Talend for Big Data by Bahaaldine Azarmi, Packt Publishing Book Review
Talend for Big Data means exactly it! One of the shortest technical books I read, but sure to the point.
This book does not spend your time unwisely, if you happened to suddenly find yourself on a project involving Hadoop (or its ecosystem components) and you know at least some Talend (if not, I recommend a supplementary book that I also reviewed, Talend Open Studio Cookbook by Packt, too) then this is your book. Print it (if you got an eBook) and place a copy by your desk.
The book nicely covers what I feared complexities of dealing with Hadoop as Hive and Pig (a MR generator, not an animal), which actually turned out to be not true, thanks Talend and its 500+ components that cover 90% of what you need out of Big Data is already there for you to use. To my disbelief Talend actually is a very mature and (in paid variant) fully enterprise ready ETL solution.
The book has 7 chapters, each dedicated to a specific goal that accomplishes an exercise with a particular technology piece.
My favorite is #7: Big Data Architecture and Integration Patterns chapter. The last one, but this is the chapter where you get kind of awarded and start benefiting from the material you ingested.
Chapter 6: Aggregate Data with Pig is alot of fun and showed me a new way of interacting with Pig.
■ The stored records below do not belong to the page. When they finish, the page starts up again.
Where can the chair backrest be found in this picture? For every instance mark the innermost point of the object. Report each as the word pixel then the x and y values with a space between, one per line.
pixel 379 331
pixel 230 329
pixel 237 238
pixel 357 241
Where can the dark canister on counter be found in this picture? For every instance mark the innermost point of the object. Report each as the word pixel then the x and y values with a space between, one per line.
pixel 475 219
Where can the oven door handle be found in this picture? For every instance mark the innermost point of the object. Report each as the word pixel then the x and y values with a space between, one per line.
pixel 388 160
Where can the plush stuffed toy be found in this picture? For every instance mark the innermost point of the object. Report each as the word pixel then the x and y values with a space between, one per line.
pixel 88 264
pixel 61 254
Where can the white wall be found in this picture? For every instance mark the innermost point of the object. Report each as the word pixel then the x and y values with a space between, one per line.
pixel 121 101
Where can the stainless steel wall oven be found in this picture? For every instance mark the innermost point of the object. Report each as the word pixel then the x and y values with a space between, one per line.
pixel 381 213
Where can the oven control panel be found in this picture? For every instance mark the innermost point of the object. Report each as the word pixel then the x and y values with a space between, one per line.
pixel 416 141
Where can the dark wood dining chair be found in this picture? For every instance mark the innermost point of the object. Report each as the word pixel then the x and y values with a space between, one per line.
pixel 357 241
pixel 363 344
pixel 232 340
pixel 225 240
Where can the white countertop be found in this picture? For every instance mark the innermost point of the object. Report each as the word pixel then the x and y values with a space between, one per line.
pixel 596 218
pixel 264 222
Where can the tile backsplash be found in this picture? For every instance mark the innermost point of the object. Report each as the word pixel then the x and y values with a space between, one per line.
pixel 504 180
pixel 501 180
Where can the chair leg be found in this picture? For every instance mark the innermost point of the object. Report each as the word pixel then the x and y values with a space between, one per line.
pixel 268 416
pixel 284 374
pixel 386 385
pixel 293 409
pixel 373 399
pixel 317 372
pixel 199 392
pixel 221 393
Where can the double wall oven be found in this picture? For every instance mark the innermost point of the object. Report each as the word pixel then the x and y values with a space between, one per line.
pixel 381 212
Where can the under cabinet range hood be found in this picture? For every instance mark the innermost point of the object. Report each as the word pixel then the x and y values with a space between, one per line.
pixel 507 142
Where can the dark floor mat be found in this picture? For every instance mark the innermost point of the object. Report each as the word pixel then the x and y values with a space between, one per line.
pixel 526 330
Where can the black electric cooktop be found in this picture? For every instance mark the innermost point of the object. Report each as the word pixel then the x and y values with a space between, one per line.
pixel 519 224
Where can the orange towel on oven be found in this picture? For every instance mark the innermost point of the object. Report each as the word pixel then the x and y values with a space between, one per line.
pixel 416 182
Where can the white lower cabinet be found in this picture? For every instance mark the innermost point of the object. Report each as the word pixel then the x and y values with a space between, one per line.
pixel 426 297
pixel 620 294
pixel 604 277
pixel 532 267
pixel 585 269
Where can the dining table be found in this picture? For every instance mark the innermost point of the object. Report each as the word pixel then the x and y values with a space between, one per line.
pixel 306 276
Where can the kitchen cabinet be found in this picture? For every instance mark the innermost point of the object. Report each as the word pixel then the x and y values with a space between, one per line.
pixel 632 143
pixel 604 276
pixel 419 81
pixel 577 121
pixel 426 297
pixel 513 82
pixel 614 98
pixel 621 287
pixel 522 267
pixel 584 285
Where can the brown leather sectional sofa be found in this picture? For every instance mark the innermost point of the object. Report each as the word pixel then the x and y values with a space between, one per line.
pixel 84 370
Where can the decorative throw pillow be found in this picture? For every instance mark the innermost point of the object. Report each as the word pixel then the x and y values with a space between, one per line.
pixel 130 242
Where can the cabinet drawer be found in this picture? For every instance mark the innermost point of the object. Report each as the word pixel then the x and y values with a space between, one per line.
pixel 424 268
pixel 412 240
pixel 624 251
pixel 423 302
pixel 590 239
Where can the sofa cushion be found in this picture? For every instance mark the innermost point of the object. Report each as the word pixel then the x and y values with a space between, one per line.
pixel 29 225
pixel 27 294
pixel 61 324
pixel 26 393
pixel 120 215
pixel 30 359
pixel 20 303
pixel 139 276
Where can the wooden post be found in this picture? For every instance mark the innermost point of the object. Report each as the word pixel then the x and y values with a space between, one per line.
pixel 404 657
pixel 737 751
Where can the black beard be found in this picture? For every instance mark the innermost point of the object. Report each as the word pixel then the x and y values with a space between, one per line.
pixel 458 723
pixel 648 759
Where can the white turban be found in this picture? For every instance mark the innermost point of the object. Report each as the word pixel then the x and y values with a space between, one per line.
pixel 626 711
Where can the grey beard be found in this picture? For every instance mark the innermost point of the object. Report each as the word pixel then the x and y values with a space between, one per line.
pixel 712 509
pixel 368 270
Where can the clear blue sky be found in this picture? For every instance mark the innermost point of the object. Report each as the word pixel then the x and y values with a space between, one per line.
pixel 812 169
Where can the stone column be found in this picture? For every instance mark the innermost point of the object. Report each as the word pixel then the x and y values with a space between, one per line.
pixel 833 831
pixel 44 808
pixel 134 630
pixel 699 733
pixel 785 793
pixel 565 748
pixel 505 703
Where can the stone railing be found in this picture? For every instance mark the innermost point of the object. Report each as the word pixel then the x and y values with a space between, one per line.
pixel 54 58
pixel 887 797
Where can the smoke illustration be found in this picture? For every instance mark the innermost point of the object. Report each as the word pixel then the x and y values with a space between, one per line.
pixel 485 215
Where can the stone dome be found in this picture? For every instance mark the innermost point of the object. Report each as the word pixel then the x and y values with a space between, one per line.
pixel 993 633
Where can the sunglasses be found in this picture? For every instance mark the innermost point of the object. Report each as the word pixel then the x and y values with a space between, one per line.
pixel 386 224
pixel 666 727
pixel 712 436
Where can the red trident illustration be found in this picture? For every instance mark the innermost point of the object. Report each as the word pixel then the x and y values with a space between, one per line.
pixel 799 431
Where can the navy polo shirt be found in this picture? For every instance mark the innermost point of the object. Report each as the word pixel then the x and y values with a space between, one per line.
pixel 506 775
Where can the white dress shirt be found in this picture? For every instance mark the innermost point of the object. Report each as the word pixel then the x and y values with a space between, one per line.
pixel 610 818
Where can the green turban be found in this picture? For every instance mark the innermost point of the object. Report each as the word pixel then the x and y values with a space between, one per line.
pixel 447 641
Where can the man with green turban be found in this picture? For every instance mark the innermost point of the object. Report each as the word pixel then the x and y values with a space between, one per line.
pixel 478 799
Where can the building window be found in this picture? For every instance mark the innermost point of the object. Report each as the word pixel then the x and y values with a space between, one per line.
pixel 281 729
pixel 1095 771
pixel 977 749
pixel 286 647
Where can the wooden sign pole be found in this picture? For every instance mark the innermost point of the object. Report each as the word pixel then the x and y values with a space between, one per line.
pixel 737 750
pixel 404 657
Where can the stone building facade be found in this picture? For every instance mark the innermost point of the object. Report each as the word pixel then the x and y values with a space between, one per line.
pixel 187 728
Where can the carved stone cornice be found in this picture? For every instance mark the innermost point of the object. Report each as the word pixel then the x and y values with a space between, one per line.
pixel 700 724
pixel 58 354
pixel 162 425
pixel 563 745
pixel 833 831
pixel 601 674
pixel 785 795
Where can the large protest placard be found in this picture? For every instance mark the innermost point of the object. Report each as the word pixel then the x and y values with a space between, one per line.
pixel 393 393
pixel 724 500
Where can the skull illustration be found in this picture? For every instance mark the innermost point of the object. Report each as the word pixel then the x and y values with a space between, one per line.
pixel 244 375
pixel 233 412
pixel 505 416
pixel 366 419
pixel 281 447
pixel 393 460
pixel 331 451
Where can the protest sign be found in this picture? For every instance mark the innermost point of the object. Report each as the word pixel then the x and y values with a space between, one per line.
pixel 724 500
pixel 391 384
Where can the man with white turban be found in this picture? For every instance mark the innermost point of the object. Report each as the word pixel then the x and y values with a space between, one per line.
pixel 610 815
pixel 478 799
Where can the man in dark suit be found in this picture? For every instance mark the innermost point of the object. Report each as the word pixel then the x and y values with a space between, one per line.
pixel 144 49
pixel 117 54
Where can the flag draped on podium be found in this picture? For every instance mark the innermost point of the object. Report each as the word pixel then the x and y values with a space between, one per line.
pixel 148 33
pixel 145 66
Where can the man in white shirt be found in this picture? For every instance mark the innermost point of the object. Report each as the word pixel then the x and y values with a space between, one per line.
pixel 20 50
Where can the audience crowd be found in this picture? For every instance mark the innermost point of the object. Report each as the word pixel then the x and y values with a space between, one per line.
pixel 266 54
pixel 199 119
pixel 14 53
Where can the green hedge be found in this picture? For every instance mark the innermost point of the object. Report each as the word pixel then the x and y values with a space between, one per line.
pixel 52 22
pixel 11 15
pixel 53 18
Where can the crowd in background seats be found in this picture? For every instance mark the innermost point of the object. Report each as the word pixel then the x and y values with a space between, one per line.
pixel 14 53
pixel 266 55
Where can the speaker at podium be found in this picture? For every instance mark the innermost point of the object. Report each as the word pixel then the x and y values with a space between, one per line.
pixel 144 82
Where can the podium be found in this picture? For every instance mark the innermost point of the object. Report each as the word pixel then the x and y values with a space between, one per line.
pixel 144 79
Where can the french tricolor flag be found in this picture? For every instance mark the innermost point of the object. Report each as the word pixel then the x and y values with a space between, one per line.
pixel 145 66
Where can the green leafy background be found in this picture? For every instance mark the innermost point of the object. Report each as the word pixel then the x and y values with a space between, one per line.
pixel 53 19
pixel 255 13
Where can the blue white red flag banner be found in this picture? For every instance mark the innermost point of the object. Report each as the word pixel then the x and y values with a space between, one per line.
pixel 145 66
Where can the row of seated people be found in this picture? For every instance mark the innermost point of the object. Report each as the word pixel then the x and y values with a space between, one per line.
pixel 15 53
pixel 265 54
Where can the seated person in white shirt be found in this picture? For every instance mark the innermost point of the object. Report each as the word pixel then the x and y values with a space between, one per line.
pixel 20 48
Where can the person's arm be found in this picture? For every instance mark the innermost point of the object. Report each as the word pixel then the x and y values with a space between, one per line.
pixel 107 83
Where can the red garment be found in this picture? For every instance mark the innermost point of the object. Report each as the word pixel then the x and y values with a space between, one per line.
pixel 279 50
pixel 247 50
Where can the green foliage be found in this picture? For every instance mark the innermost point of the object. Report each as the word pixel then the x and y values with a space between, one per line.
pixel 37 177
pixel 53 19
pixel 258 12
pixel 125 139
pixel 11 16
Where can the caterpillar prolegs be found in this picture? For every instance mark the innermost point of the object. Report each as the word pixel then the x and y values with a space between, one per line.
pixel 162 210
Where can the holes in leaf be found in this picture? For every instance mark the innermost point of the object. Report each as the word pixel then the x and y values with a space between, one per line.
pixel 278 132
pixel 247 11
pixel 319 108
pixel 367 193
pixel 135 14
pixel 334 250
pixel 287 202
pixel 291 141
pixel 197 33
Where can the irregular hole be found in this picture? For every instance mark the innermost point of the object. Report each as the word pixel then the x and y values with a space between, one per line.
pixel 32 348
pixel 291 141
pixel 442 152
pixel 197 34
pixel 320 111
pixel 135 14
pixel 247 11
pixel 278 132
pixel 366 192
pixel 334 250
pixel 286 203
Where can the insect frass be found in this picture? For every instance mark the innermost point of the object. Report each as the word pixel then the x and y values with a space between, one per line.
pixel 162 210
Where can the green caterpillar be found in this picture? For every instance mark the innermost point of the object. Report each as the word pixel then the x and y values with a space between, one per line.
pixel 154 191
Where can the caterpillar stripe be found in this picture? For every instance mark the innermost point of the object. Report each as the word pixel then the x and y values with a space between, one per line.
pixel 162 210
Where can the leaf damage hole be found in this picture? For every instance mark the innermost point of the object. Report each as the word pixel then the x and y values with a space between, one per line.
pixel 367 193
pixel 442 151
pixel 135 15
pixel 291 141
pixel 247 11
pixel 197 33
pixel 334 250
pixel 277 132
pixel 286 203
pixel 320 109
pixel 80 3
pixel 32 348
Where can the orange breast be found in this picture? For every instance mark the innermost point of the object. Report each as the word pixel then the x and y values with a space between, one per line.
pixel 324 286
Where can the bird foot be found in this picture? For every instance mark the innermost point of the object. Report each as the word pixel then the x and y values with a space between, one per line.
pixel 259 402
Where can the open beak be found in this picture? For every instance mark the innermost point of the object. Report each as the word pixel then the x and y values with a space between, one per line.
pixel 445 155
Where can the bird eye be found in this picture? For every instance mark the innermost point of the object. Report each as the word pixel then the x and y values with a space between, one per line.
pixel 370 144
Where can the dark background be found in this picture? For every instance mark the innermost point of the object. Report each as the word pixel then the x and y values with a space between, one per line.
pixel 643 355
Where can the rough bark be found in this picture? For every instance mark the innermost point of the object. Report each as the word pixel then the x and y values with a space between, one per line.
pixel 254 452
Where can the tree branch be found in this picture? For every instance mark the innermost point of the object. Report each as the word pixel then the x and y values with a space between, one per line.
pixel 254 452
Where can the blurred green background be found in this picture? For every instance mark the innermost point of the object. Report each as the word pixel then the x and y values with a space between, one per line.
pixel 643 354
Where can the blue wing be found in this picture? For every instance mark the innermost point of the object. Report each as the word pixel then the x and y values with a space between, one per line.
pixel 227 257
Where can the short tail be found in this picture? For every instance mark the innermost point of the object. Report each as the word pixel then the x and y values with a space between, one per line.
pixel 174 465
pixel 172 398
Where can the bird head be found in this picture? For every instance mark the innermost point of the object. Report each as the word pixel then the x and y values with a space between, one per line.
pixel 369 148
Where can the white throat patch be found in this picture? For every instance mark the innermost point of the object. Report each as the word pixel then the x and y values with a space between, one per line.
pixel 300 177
It turned to be also a much easier way.
As a side note, I am in love with ETL, in general, I think it has the highest ROI out of all the enterprise tools, yet very much fun to work with and what is best – visually documenting!
Chapter 2: Building your First Big Data Job is like your first swim in deep waters – intimidating, but rewarding, full of uncertainty, but excitement and unforgettable.
All the less relevant topics as setting your training system up are shifted to the appendixes, but I recommend actually starting there if you are new to Cloudera’s Hadoop (CDH) VM distribution and/or VMPlayer (served in role of your Virtual Machine).
It seemed to me that a reader does not need ANY prior knowledge of neither Talend nor Hadoop to accomplish the tasks in the book.
One suggestion I have to the author is instead of basing the examples on MySQL which seems to be out of favor by the user community MariaDB is the equivalent substitute that with the release of version 10 going to capture a lot of attention.
Another point is the Hadoop distribution preference, it seems that Hortonworks offers more bells and whistles, but it is a catchup game anyways.
It is a 5 out 5 stars book, thank you Bahaaldine and Packt!